Türkiye, kendi içinde farklı güçlerin etkisi altında olan bir ülke.
Özellikle Kürt meselesi söz konusu olduğunda bu zıtlık hali belirgin bir şekilde ön plana çıkıyor. Bu yüzden ülkenin batısındaki uygulamalar ile doğusundakiler zaman zaman bir birine karşıtlık gösterebiliyor.
Bir yanda Diyarbakır’da bizzat devlet eliyle Ahmedê Xani, Feqiyê Teyran ve Molla Ahmed-i Cezerî gibi Kürt mütefekkirlerinin hayatlerını öne çıkaran Doğu’nun Kanatları etkinliği yapılıyorken, Aynur Doğan, Metin Kemal Kahraman, Mem Ararat Konserleri ve Amed Şehir Tiyatrosu’nun oyununa izin verilmemesi ile ilgili haberler düşüyor.
Son olarak Bursa Valiliği, 29 Mayıs’ta yapılması planlanan Mem Ararat’ın Bursa konserini ‘kamu güvenliği’ gerekçesiyle iptal ediyor. Ararat’ın 2 Haziran’da Diyarbakır konseri var.
Türkiye’nin batısında bir konsere Valilik izin vermezken, Diyarbakır’da aynı sanatçının konser verebiliyor olması yaman bir çelişki.
İzin veren de yasaklayan da devletin meşru zemini.
…
Kürt müziğinin kabul görmüş değerlerinin konserlerine, Kürtçe tiyatro oyunları gibi sanatsal etkinliklere ülkenin batısında izin verilmezken; bölgede ciddi bütçeler ve organizasyonlarla devlet eliyle meşru zeminde gerçekleştirilen ve bazı kurumların da bir ucundan tuttuğu etkinlikler yapılıyor olmasını nasıl değerlendirmeliyiz?
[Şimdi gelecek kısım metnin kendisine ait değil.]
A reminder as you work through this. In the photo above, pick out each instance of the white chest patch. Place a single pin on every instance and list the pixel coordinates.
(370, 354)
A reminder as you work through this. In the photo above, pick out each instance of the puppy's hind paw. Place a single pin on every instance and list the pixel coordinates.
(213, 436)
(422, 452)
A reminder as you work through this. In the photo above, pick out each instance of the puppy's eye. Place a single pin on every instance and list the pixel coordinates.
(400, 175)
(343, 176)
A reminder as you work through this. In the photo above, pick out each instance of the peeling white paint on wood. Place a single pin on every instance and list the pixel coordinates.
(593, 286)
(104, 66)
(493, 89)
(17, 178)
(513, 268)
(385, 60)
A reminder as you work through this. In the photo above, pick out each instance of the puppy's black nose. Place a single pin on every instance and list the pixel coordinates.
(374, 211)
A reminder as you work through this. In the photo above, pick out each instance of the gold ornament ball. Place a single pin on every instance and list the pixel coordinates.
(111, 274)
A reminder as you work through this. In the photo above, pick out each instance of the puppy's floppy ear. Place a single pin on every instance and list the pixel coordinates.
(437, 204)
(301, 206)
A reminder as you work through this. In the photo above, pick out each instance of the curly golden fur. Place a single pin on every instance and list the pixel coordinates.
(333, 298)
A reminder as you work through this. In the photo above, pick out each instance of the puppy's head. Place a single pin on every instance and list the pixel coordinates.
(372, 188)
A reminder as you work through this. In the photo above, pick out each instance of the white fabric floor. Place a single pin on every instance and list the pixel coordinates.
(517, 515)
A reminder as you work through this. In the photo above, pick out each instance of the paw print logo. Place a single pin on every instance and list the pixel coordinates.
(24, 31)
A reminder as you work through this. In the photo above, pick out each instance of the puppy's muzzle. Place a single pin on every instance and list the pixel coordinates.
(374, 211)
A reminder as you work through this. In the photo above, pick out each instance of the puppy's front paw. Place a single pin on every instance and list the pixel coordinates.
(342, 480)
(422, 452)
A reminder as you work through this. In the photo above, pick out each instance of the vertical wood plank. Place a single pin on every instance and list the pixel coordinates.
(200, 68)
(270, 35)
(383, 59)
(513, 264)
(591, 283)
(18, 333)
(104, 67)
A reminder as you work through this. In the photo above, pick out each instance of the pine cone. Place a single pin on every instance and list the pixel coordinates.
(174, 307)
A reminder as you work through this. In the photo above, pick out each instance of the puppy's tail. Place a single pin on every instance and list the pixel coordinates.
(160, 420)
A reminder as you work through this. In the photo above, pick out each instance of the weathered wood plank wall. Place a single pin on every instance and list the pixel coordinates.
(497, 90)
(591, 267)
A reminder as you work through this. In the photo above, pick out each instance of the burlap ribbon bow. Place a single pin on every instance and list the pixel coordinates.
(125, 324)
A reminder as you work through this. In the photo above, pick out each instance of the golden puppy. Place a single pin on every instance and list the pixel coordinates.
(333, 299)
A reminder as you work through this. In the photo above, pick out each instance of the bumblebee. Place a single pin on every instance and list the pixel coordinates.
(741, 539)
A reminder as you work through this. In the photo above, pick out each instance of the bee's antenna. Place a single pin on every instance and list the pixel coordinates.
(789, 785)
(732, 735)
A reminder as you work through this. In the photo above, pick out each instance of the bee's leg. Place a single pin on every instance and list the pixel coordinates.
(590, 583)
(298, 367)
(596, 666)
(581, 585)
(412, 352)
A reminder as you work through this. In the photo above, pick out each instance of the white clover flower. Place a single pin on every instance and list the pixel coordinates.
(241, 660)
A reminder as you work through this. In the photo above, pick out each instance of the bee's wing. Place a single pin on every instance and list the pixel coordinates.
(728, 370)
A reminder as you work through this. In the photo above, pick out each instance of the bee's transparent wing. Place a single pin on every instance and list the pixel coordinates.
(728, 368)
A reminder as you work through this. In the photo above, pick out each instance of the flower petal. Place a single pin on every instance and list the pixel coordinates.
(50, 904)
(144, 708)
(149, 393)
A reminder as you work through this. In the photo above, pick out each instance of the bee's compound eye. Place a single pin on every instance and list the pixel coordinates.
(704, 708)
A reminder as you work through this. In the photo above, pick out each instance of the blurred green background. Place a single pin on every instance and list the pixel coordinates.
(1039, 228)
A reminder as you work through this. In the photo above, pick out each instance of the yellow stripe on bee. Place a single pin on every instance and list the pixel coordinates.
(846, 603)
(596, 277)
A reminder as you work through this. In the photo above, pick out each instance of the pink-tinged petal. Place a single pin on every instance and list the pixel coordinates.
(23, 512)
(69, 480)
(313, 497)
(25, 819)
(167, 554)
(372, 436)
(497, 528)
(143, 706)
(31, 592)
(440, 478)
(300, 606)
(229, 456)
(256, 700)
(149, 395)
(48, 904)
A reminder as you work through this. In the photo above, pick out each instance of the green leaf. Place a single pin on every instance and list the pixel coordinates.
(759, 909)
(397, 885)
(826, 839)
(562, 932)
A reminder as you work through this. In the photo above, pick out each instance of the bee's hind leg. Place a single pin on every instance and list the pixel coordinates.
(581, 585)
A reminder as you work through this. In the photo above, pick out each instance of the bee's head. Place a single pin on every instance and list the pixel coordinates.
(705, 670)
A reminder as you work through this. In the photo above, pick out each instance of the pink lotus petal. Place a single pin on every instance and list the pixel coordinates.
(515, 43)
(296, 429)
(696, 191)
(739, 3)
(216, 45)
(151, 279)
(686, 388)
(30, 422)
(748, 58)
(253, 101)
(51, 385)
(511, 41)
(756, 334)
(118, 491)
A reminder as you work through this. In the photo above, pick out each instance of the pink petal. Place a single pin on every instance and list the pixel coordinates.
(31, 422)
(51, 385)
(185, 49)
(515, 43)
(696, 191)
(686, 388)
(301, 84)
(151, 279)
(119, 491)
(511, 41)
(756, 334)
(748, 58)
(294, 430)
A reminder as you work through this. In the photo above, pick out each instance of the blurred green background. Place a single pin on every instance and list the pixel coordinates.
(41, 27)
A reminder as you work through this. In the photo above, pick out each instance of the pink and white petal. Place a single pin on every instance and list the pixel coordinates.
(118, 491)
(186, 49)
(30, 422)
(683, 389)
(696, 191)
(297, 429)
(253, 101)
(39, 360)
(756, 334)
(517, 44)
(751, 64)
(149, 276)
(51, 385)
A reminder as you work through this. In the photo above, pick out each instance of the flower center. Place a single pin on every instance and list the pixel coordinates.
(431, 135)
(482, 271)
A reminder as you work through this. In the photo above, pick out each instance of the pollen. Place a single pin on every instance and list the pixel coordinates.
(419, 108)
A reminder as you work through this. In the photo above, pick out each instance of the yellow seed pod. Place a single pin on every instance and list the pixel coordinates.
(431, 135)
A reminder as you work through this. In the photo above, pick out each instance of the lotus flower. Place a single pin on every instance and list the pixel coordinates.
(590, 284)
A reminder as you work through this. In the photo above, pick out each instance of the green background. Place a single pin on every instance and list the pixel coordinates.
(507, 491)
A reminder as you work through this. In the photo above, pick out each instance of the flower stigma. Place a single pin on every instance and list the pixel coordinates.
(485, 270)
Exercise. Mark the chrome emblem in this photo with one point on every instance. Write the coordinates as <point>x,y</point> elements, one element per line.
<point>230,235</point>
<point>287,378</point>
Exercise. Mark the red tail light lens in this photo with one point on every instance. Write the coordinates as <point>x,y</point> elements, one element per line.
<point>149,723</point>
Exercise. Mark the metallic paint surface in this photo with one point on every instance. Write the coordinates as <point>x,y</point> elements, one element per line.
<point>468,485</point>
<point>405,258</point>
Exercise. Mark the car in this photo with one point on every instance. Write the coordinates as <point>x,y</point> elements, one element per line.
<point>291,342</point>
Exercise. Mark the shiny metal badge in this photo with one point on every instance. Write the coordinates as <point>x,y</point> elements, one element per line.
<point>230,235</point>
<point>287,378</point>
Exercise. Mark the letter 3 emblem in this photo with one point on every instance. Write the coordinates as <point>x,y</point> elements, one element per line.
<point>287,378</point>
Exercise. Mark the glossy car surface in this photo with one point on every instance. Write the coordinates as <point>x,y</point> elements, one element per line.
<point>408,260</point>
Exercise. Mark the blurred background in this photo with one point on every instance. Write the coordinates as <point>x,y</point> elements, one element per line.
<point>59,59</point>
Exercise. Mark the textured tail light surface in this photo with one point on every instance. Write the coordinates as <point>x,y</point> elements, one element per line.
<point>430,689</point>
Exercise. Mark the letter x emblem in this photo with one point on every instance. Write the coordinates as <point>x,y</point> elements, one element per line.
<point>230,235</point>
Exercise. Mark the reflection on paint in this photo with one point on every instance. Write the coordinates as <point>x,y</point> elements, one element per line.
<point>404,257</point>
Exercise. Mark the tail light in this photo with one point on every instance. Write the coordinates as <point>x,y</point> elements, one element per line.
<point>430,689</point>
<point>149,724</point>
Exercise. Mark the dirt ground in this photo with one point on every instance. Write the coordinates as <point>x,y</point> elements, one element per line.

Kürt nüfusu her ne kadar Doğu ve Güneydoğu Bölgelerini işaret etse de, bir o kadar nüfus da ülkenin diğer illerinde mevcut.
Devlet mekanizmalarının iki farklı kararı, dar bir çerçevede devletin içinde farklı güçlerin etkisi olarak yorumlanabilir.
Düşünün devletin en üst noktasındaki insanlar rahatlıkla “Anadil, ana sütü gibi helaldir” diyebiliyorken; bir yandan “ana dilde eğitim” taleplerine karşı bazen yuvarlak cümleler, bazen de sert tepkilerle temel insan haklaın siyasi malzeme haline dönüştürüldüğü algısına neden oluyor.
Bu ve benzer hamleler insanların hayatında kalıcı izler bırakabiliyor.
Kürtçe diline yönelik yasakların belediye ve valilik kararları ile meşru bir zeminde yürütülüyor olması, siyasetteki travmatik durumu da gözler seriyor.
Ortaya mealen şöyle bir durum çıkıyor: Tamam ana dilininiz ananızın sütü kadar helaldir, kendi aranızda konuşun ama başka da bir talepte bulunmayın.
Bir arada yaşamak devlet söyleminden başlayarak medyada, eğitim kurumlarında hayatın her alanında Kürtçe'ye yer açarak mümkün olacak.
Aksi uygulamalar ve yaklaşımlar sadece ayrıştırıcı, ötekileştirici bir durumu hem de travmatik izler bırakarak ortaya koymaya devam edecektir.